Marco Mayorga
El desarrollo energético de cualquier país, incluso Nicaragua, es esencial para el desarrollo y progreso. Es estrategia de nación y por lo tanto responsabilidad de todos los protagonistas. Ante esta realidad, es inexplicable el continuar culpando y evadiendo responsabilidades.
Nicaragua es el país de mayores recursos hidroeléctricos y termales de Centroamérica, pero las distracciones políticas y la falta de acuerdo lleva a tomar acciones de corto plazo; sabiendo que construir progreso es tema de largo plazo.
¿Quiénes construyen el país? Cuando existe un ambiente atractivo a las inversiones públicas y privadas, el país se desarrolla por la fuerza de sus emprendedores y fuerza laboral. Pero es responsabilidad de los partidos políticos gobernar —que es su naturaleza y esfuerzo—, con responsabilidad y eficiencia, construir el ambiente que facilite el progreso. Solamente así se encontrarán los fondos o inversionistas que requiere la construcción de una generadora de energía hidroeléctrica que resolverá el problema del alto costo de generación.

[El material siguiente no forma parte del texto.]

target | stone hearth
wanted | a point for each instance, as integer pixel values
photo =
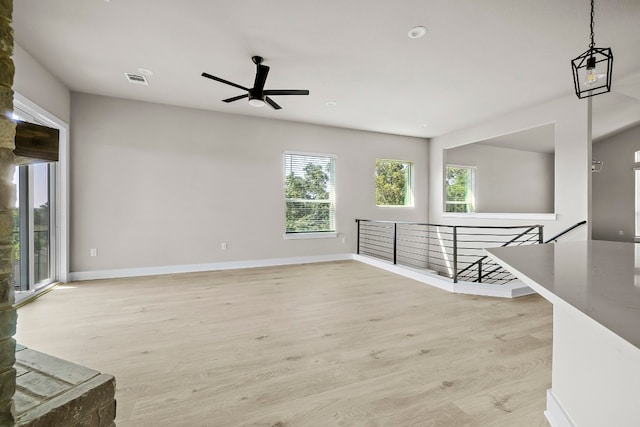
(54, 392)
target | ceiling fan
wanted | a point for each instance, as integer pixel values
(257, 95)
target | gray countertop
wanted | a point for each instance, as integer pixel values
(601, 279)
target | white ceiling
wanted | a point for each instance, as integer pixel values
(479, 59)
(540, 139)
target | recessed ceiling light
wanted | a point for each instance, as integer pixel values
(137, 79)
(417, 32)
(145, 72)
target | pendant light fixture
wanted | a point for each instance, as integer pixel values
(592, 70)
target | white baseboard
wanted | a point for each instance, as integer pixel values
(510, 290)
(555, 413)
(193, 268)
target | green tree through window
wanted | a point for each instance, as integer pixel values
(460, 185)
(393, 183)
(309, 188)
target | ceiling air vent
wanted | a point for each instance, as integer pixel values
(137, 79)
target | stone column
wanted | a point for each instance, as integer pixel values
(7, 203)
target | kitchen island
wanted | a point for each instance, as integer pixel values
(594, 287)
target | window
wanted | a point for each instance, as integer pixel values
(33, 233)
(460, 189)
(636, 171)
(309, 187)
(393, 183)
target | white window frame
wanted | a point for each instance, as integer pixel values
(471, 189)
(297, 235)
(409, 202)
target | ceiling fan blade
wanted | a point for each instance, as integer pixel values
(218, 79)
(235, 98)
(261, 77)
(286, 92)
(272, 103)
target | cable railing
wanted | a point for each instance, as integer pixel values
(565, 231)
(453, 251)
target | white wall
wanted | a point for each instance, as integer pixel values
(156, 185)
(614, 186)
(37, 84)
(572, 163)
(508, 180)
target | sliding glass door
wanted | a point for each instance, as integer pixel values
(34, 235)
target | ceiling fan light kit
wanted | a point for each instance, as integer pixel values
(592, 70)
(257, 95)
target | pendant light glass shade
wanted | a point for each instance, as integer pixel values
(592, 70)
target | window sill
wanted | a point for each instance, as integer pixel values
(523, 216)
(319, 235)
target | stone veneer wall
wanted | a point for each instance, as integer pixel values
(7, 203)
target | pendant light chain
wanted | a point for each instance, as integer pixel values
(593, 43)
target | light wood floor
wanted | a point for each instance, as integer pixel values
(333, 344)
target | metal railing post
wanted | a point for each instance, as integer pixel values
(540, 234)
(455, 254)
(395, 243)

El tema energético se evade y se politiza. Se insiste en hablar del pasado, señalando culpas, y se continúa sin estrategia. Para el Estado ineficiente sumado al descuido total del clima de negocio, la única opción ha sido generar energía por el método más fácil —cortoplacista— y carísimo del mundo: con búnker o combustible generado del petróleo.

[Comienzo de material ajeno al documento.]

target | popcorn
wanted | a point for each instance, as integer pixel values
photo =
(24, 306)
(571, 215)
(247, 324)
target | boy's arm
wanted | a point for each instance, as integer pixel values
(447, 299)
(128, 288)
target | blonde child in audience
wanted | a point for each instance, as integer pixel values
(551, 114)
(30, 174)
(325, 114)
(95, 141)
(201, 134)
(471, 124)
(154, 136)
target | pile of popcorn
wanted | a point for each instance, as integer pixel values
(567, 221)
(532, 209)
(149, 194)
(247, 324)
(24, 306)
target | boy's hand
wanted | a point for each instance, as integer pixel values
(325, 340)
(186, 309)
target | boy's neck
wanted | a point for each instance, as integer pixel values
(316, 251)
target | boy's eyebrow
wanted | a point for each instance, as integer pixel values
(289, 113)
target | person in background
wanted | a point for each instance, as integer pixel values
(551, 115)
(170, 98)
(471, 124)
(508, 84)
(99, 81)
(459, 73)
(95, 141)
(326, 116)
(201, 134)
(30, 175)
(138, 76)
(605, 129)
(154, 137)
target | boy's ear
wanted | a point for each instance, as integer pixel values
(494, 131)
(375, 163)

Debido a que el Estado de Nicaragua no es eficiente en administrar la generación y la distribución de la energía; la opción es privatizar. Manejado por el Estado o por empresa privada el problema será el mismo: Generación cara y gran cantidad de personas que no pagan energía. Y alguien debe pagar: otros particulares o el Estado.
Cobrar más a las empresas repercute en los costos de producción, encareciendo los productos; y si el Estado la paga es porque tiene fondos extras producidos por la riqueza del país, situación que Nicaragua no cumple. Y para rematar, la situación, es aprovechada por algunos en politizar; se convierten en defensores no solamente de verdaderos necesitados, sino que incluyen a sectores con capacidad de pago. La cantidad de beneficiados es ilimitada, encareciendo la energía eléctrica a niveles fuera de control.
Por desgracia el precio del petróleo sube de US$25 a US$50. Entonces la pugna política se traslada a la situación energética. Y así pasa con otros temas que son de interés nacional, incluido el acuerdo con el FMI, el DR-Cafta, etc. Ante planeamientos de corto plazo sólo caben decisiones de corto plazo: generar menos energía —cortes— o subir de precio.
Los cortes perjudican más al pobre, pequeño empresario y comerciante. El grande cuenta con plantas eléctricas. La pulpería se afecta en muchos productos refrigerados, el pequeño taller e industria deberá dejar de trabajar.
Mientras la clase política se pone de acuerdo para tomar decisiones sensatas sobre una estrategia energética de largo plazo, haciendo lo adecuado para obtener confianza de los donantes y de los inversionistas, hoy no queda más alternativa que aceptar que el alto costo del petróleo se traduce en energía más cara. Todos estamos obligados a hacer ahorros y ajustes. Y todo por culpa de no estar tomando las decisiones correctas en cada momento de la historia de Nicaragua.
Lo más sensato es crear las condiciones para que Nicaragua pueda generar energía hidroeléctrica para que pocos años impactar en el precio de la luz, pero mientras tanto es prioridad y desenfoque la trama o novela política.
El autor es segundo Vicepresidente de AMCHAN.